Coda File System

Re: Coda over TCP

From: Jan Harkes <jaharkes_at_cs.cmu.edu>
Date: Tue, 23 Sep 2003 10:01:31 -0400
On Tue, Sep 23, 2003 at 03:36:49AM -0400, solomon_weldeyesus wrote:
> any source on how to get Coda work over TCP .

There isn't any. TCP is not that useful because there is no real upper
bound on the keepalive, a Coda client (and the user) could simply be
left hanging for a long time before it realizes that it got disconnected
20 minutes ago.

So a Coda client will have to actively send it's own probes across the
TCP connection to see whether we are still connected. However this then
adds to the amount of data that is sent and when the connection is
backed up or in slow start it could be delayed enough that we end up
killing off a perfectly good connection. Some of that might be mitigated
by sending keepalives as special OOB messages.

The other thing is that we have many 'logical' RPC2/SFTP connections
between a client and a server. The lower bound is about 20 per client,
but this increases rapidly as clients can have multiple users and
connections may linger a bit. Right now our testserver has about 21
clients that 'pinged' it in the past 5 minutes, about 34 clients that
it knows about and close to 2900 logical RPC2 connections [*].

Now each of these logical connections should be queued independently
from all others. If we shove them all in a single TCP session, a quick 
getattr call could be delayed by a file fetch or store.

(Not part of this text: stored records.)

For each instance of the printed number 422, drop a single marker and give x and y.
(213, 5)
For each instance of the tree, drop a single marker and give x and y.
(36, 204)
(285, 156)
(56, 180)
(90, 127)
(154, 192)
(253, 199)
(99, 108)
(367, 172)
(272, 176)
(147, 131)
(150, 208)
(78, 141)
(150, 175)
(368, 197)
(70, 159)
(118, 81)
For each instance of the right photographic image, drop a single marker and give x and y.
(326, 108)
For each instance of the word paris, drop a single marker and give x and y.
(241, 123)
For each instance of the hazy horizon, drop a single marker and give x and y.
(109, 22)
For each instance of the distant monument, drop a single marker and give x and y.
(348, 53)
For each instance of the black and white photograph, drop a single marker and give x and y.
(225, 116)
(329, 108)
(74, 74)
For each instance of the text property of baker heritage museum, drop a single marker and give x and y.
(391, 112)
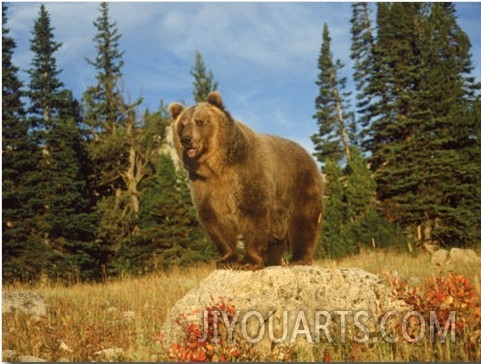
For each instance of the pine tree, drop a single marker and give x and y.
(17, 153)
(419, 129)
(171, 232)
(62, 223)
(332, 141)
(103, 104)
(102, 111)
(362, 53)
(203, 80)
(124, 144)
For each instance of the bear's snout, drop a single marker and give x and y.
(186, 141)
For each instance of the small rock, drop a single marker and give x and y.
(28, 302)
(110, 354)
(129, 315)
(439, 257)
(9, 355)
(65, 347)
(30, 359)
(463, 256)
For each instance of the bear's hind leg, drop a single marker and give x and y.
(303, 234)
(274, 252)
(224, 237)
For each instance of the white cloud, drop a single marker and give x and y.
(264, 54)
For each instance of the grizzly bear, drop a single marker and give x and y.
(264, 188)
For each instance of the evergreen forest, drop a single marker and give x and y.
(91, 189)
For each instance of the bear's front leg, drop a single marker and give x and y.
(224, 236)
(256, 242)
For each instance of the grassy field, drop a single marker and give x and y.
(128, 313)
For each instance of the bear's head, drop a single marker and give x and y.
(198, 129)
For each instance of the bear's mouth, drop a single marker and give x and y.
(192, 152)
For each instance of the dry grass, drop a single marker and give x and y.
(86, 318)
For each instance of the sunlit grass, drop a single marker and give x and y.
(128, 313)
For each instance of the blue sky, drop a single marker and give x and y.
(264, 55)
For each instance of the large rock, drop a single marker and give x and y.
(287, 298)
(28, 302)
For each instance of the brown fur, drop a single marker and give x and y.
(266, 188)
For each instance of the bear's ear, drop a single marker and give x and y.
(215, 99)
(175, 109)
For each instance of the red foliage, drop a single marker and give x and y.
(199, 345)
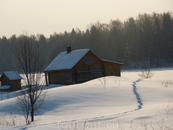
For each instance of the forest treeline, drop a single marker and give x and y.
(134, 42)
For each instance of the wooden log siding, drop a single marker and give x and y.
(60, 77)
(89, 67)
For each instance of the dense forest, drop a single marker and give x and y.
(134, 42)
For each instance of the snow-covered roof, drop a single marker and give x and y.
(66, 60)
(112, 61)
(5, 87)
(12, 75)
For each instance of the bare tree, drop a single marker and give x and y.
(33, 93)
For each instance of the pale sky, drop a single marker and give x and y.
(49, 16)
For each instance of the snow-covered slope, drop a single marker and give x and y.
(126, 102)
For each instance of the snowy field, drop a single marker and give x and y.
(111, 103)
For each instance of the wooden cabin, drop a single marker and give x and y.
(10, 81)
(78, 66)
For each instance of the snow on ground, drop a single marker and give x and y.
(109, 103)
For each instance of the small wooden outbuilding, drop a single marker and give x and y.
(10, 81)
(78, 66)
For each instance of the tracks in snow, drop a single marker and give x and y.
(109, 117)
(138, 97)
(113, 116)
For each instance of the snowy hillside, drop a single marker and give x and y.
(126, 102)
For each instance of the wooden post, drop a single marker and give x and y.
(46, 78)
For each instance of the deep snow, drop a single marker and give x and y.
(126, 102)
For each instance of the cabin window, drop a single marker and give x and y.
(88, 61)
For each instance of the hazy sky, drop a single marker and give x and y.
(49, 16)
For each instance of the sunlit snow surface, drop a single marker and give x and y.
(127, 102)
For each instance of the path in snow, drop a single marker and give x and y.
(138, 97)
(113, 116)
(104, 118)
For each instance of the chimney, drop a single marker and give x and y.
(68, 49)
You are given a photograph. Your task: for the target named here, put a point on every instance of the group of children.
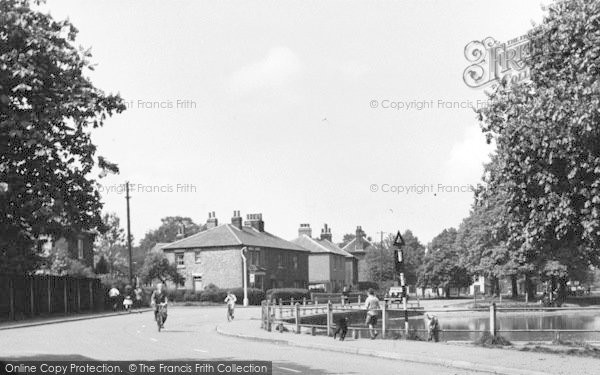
(372, 306)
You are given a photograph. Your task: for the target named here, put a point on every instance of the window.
(80, 248)
(179, 260)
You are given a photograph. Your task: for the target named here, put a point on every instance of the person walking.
(138, 297)
(113, 295)
(230, 300)
(372, 307)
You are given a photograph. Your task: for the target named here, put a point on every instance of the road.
(190, 334)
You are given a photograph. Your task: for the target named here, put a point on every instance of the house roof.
(353, 246)
(229, 235)
(158, 247)
(316, 246)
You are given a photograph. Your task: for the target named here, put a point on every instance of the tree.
(62, 264)
(157, 266)
(111, 245)
(101, 266)
(547, 133)
(48, 108)
(441, 266)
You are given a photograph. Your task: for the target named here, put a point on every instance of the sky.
(340, 112)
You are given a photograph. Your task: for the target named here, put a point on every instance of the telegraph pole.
(127, 197)
(399, 243)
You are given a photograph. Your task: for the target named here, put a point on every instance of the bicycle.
(161, 315)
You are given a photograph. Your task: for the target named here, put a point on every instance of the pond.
(531, 320)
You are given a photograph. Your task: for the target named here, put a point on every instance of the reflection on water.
(517, 321)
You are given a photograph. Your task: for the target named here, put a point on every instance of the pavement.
(457, 356)
(65, 318)
(202, 333)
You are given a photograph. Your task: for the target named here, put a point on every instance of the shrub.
(488, 340)
(287, 294)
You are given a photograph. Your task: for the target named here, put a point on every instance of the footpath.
(495, 361)
(64, 318)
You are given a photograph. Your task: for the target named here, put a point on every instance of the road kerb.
(69, 319)
(463, 365)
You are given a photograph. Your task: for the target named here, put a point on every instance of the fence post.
(297, 312)
(91, 295)
(268, 316)
(329, 318)
(11, 298)
(32, 295)
(49, 294)
(65, 280)
(78, 295)
(493, 319)
(383, 319)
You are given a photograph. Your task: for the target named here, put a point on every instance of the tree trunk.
(514, 286)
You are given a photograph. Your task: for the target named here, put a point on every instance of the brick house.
(359, 247)
(328, 265)
(214, 257)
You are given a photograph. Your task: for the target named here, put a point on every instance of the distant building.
(213, 256)
(79, 246)
(359, 247)
(328, 264)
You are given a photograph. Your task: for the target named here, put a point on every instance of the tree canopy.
(48, 107)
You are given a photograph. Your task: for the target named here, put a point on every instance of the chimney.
(255, 221)
(359, 238)
(212, 220)
(236, 220)
(305, 229)
(326, 233)
(180, 231)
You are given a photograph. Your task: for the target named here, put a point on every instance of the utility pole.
(381, 233)
(127, 197)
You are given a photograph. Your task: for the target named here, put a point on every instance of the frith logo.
(492, 61)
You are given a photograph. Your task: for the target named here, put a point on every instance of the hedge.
(287, 294)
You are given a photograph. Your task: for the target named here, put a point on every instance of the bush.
(287, 294)
(366, 285)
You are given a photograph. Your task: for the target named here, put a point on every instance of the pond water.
(589, 320)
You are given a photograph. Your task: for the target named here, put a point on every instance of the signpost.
(399, 260)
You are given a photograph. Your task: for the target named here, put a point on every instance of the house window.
(179, 260)
(80, 248)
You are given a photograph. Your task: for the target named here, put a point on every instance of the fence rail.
(291, 315)
(27, 296)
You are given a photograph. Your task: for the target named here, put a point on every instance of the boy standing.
(372, 306)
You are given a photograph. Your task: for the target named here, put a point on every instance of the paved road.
(190, 335)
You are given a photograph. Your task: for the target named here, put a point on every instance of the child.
(230, 300)
(127, 302)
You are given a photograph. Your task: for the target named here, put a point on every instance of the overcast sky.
(276, 108)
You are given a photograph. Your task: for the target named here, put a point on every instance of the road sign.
(399, 241)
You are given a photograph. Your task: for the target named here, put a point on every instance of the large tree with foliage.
(48, 106)
(442, 267)
(547, 132)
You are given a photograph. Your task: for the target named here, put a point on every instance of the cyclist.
(230, 300)
(158, 299)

But if we use a separate TCP connection for each logical RPC2 connection
we use up way too many filedescriptors for most systems, and because
most connections only do an occasional 'request/reply' TCP will never
really get out of slow start or ramp up its window, and will be very
unresponsive when a packet is dropped because of the delayed acks.

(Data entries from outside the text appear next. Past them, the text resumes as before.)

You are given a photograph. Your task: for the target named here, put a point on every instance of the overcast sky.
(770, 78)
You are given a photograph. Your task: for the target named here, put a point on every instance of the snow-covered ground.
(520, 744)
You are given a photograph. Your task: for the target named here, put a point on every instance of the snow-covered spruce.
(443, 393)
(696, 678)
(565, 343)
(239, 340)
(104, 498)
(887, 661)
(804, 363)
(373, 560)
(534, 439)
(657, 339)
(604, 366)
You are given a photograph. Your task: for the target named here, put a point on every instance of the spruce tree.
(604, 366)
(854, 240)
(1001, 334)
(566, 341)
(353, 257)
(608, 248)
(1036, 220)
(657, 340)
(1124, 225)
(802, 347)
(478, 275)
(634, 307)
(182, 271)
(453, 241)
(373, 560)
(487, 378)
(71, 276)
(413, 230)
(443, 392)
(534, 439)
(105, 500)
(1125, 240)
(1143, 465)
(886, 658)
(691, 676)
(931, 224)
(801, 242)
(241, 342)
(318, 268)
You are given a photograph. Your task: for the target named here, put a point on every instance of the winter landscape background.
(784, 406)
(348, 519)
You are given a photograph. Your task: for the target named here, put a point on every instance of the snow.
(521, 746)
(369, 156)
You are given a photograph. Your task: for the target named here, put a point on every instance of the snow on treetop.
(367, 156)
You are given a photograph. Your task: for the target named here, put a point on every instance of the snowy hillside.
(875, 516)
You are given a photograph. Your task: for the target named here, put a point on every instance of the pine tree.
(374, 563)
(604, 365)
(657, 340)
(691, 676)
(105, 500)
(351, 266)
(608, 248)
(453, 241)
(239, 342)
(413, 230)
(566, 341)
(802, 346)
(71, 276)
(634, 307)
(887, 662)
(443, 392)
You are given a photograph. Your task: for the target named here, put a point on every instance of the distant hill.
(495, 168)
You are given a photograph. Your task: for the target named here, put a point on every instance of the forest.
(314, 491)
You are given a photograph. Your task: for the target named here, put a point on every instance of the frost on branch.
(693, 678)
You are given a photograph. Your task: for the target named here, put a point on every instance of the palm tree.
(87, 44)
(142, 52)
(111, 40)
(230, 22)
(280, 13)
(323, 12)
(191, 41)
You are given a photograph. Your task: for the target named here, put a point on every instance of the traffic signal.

Just leave an ssh session doing nothing for a couple of hours, hit a
single key and see how long it can take to get the character echo'd
back

TCP just isn't a good alternative for the RPC2 over UDP communication.
An interesting protocol that probably would work well for our situation
is SCTP.

Jan


[*] The number of RPC2 connections is unusually high for only 34 clients
because several of these clients are behind masquerading firewalls that
forget they are there and are changing their local port number about
once every 5 minutes. Because the Coda server currently keeps track of
clients by ip-address, and the ip-address never changes, each of these
masqueraded clients is probably responsible for several hundred RPC2
connections. The way to fix this is at the client by setting the
serverprobe timeout to less than the timeout of the firewall
redirections.

I can't forcibly disconnect connections when a new port number is used
because there could be more than a single client behind the firewall. In
that case it is normal and we're just incorrectly counting the number
of clients and we would have close to 150 clients connected to our
testserver (yeah right ;).

Jan
Received on 2003-09-23 10:05:57